Chien-Hwa Hwang

Analysis of asynchronous long-code multicarrier CDMA systems with correlated fading

The effects of inter-carrier interference (ICI) and aperiodic random spreading sequences on the performance of asynchronous multicarrier code-division multiple-access (CDMA) systems with correlated fading between sub-carriers are investigated in this research. To conduct theoretical analysis for the maximal ratio combining (MRC) receiver, random parameters including asynchronous delays, correlated Rayleigh fading, and spreading sequences are averaged to find the unconditional covariance matrix of the interference-plus-noise vector. We demonstrate that the ICI in the system proposed by Kondo and Milstein (1996) can be mitigated by assigning a common random spreading sequence over all sub-carriers for each user, rather than using a set of distinct spreading sequences, where code sequences are assumed perfectly time-synchronized. Moreover, the analytic expression for the bit error probability (BEP) can be obtained with the Gaussian approximation. Simulation results are used to demonstrate the accuracy of our analysis. Various design tradeoffs including the number of sub-carriers, fading correlations, ICI and multipath effect are presented in simulation. We conclude that, when properly choosing a sufficiently large number of sub-carriers, the benefit of mitigating multipath interference and exploiting potential hidden frequency diversity shall prevail the impairment brought by increased ICI.

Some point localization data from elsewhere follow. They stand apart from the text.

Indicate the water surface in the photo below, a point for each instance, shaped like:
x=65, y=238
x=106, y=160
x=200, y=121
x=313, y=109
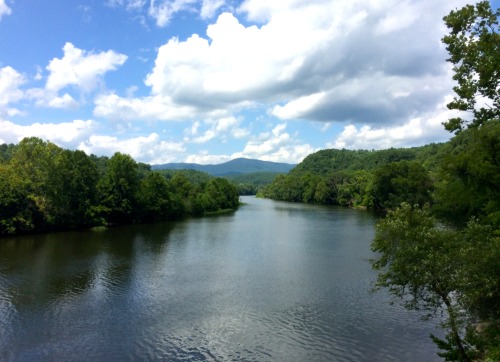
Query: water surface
x=271, y=282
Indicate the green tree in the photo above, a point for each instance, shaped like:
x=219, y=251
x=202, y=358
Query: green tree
x=118, y=189
x=404, y=181
x=156, y=199
x=470, y=177
x=73, y=189
x=474, y=47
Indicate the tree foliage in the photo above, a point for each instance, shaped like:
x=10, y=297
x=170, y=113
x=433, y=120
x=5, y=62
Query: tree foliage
x=44, y=187
x=474, y=47
x=445, y=260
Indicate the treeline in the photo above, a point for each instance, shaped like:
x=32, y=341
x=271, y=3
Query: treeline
x=439, y=245
x=372, y=179
x=44, y=187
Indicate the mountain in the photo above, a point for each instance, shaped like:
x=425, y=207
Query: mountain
x=233, y=167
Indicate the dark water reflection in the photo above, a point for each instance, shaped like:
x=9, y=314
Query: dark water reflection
x=271, y=282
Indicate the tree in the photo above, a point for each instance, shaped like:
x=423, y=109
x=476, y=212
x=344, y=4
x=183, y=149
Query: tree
x=119, y=187
x=474, y=47
x=422, y=264
x=404, y=181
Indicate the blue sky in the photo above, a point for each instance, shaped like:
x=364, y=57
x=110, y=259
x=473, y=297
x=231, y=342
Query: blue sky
x=207, y=81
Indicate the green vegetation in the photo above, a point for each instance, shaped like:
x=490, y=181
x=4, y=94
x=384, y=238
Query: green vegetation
x=438, y=248
x=44, y=187
x=371, y=179
x=251, y=183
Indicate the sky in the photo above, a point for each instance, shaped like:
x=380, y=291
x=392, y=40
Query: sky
x=207, y=81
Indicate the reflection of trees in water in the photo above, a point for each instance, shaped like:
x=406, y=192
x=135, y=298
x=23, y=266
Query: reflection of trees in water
x=49, y=268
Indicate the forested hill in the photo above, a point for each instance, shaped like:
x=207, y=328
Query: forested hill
x=374, y=179
x=233, y=167
x=335, y=160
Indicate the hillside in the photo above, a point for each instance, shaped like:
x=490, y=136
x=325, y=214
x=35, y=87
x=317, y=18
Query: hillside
x=233, y=167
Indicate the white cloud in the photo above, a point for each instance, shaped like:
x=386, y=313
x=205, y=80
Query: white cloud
x=210, y=7
x=415, y=132
x=10, y=92
x=276, y=146
x=47, y=98
x=148, y=108
x=163, y=10
x=81, y=68
x=4, y=9
x=150, y=149
x=66, y=134
x=319, y=60
x=220, y=128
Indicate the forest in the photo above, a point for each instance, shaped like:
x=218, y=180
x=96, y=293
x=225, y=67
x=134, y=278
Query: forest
x=44, y=187
x=438, y=247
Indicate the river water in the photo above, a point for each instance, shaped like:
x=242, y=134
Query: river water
x=272, y=281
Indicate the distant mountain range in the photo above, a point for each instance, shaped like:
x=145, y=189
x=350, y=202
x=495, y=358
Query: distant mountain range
x=233, y=167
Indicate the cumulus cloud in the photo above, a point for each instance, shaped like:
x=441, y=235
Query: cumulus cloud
x=10, y=92
x=415, y=132
x=277, y=146
x=4, y=9
x=221, y=128
x=66, y=134
x=150, y=149
x=81, y=70
x=319, y=60
x=210, y=7
x=163, y=10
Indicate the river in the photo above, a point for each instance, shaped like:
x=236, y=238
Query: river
x=272, y=281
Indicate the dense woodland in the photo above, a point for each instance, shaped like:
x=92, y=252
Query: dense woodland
x=44, y=187
x=438, y=248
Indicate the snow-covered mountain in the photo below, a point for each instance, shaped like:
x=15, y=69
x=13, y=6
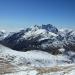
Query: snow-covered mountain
x=46, y=37
x=38, y=50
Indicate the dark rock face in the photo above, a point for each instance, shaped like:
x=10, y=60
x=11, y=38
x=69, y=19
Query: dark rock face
x=51, y=44
x=50, y=28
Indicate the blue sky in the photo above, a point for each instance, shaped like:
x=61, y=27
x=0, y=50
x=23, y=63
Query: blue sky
x=16, y=14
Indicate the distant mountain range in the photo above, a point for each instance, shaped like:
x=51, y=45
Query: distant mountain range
x=46, y=38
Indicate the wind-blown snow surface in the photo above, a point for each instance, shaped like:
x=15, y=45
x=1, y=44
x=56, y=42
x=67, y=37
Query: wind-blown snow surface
x=31, y=62
x=33, y=57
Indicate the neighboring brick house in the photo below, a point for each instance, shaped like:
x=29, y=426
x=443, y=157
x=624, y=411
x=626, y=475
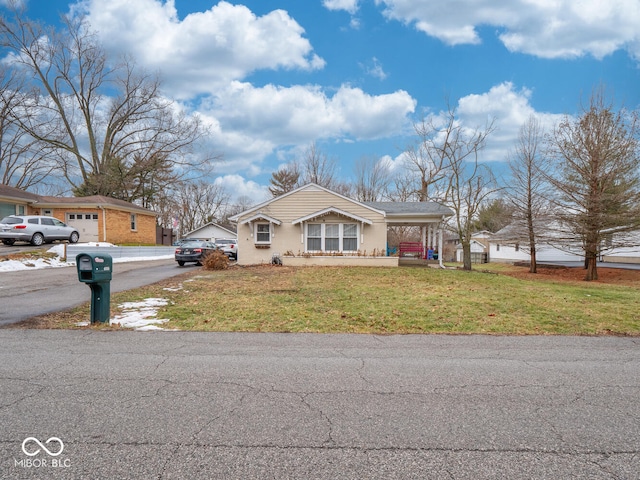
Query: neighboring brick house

Analysis of multistage linear parallel interference cancellation in CDMA systems using graphical representation

The bit error probability of the multistage linear parallel interference canceller in a long-code code division multiple access (CDMA) system is analyzed with a graphic approach in this research. The decision statistic is modelled as a Gaussian random variable, whose mean and variance can be expressed as functions of moments of (R-I), where R is the correlation matrix of the signature sequences. Since the complexity of calculating these moments increases rapidly with the growth of the stage index, a graphical representation of moments is developed to facilitate the computation. Propositions are presented to relate the moment calculation problem to several well known problems in graph theory, i.e., the coloring, the graph decomposition, the biconnected component, and the Euler tour problems. It is shown that the analytic results of the bit error probability match well with simulation results.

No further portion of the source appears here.